Figure 2.
Performance Analysis of Organellar Maps Generated with TMT, LFQ, and SILAC Quantification Strategies
(A) To illustrate the relative precision of the different quantification methods applied in fractionation profiling, profile scatter within the 20S core proteasome (14 subunits, PSMA1–7, PSMB1–7, three independent measurements per protein) was analyzed (deep MS protocol). LFQ measurements are “noisier” than SILAC or TMT. Boxes indicate the interquartile range and whiskers 10th–90th percentile range.
(B) Organellar classification performance of six independent LFQ-based maps. Accuracy is the proportion of correctly classified organellar markers during supervised learning. Performance was assessed for six-fraction profiles (LFQ6, green) and for the same maps with the sixth data point removed (LFQ5, yellow).
(C) Combining several LFQ maps for organellar classification enhanced prediction accuracy. (Fast) maps shown in (B) were combined in the order of lowest to highest performance. Addition of each map improved performance. Maps 3, 4, and 6 were then chosen for further deep MS analysis and combined for classification.
(D) Marker prediction accuracy obtained with a combination of three replicate maps by quantification strategy and MS protocol.

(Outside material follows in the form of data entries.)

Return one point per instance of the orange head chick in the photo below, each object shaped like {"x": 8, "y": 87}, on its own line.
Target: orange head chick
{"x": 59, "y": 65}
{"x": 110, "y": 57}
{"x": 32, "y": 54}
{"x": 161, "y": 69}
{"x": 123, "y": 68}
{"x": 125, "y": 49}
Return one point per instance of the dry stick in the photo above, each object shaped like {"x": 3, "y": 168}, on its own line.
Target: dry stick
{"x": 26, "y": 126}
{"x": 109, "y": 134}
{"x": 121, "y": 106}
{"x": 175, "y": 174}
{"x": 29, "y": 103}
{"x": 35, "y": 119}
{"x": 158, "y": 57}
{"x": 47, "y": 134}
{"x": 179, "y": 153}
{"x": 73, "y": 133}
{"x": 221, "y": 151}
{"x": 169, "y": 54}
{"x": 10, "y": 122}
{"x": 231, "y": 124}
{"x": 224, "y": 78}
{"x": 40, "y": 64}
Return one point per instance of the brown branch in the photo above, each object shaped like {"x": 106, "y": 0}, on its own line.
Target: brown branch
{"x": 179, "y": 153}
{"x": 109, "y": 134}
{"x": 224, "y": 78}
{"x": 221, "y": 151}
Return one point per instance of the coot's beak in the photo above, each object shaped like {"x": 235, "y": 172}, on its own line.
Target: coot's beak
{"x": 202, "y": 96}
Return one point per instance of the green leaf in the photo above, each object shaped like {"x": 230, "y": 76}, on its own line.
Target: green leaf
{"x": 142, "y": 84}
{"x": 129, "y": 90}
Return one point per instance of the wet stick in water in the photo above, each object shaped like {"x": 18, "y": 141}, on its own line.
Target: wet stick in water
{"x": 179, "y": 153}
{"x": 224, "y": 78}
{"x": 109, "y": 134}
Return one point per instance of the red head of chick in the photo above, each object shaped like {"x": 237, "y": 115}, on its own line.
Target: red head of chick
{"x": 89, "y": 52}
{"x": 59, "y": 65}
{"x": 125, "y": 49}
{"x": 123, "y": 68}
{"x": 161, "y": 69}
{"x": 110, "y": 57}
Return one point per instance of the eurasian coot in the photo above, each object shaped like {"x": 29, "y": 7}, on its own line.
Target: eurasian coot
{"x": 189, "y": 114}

TMT fast maps included predictions for only 10 of 12 clusters (see also Figure S1G).
(E) Number of profiled proteins quantified in all three replicates.
(F) MS measurement requirements (hours) for the generation of three replicate maps.
(G–K) In-depth analysis of the predictions obtained with a combination of three replicate datasets, deep MS protocol (an equivalent analysis for predictions obtained with the fast MS protocol is shown in Figures S1B–S1E).
(G) Detailed performance profiles of maps made with SILAC, LFQ5/6, and TMT. Prediction performance was evaluated for each organellar cluster. F1 scores were calculated as the harmonic mean of recall (true positives / [true positives + false negatives]) and precision (true positives / (true positives + false positives]). High F1 scores (> 0.7) denote clusters with a high predictive value.
(H) Stratification of non-marker organellar predictions. Each assignment was made with a prediction confidence score. Four different SVM score cutoffs were defined, dividing the data into confidence classes. The prediction accuracy of marker proteins within each class served as a proxy for the prediction accuracy of non-marker proteins. Generally, the first two classes had high accuracies with all methods.
(I and J) Proportion (I) and absolute number (J) of non-marker predictions in each confidence class.
(K) Concordance analysis. The predictions of non-marker proteins, obtained with TMT, LFQ5, and LFQ6, were compared with the predictions obtained with SILAC. Concordance is the proportion of proteins with identical predictions. Restricting the comparison to proteins with a minimum confidence score in both compared maps reduces the overlapping dataset but increases concordance. In all cases, over 85% of the predictions show > 90% agreement.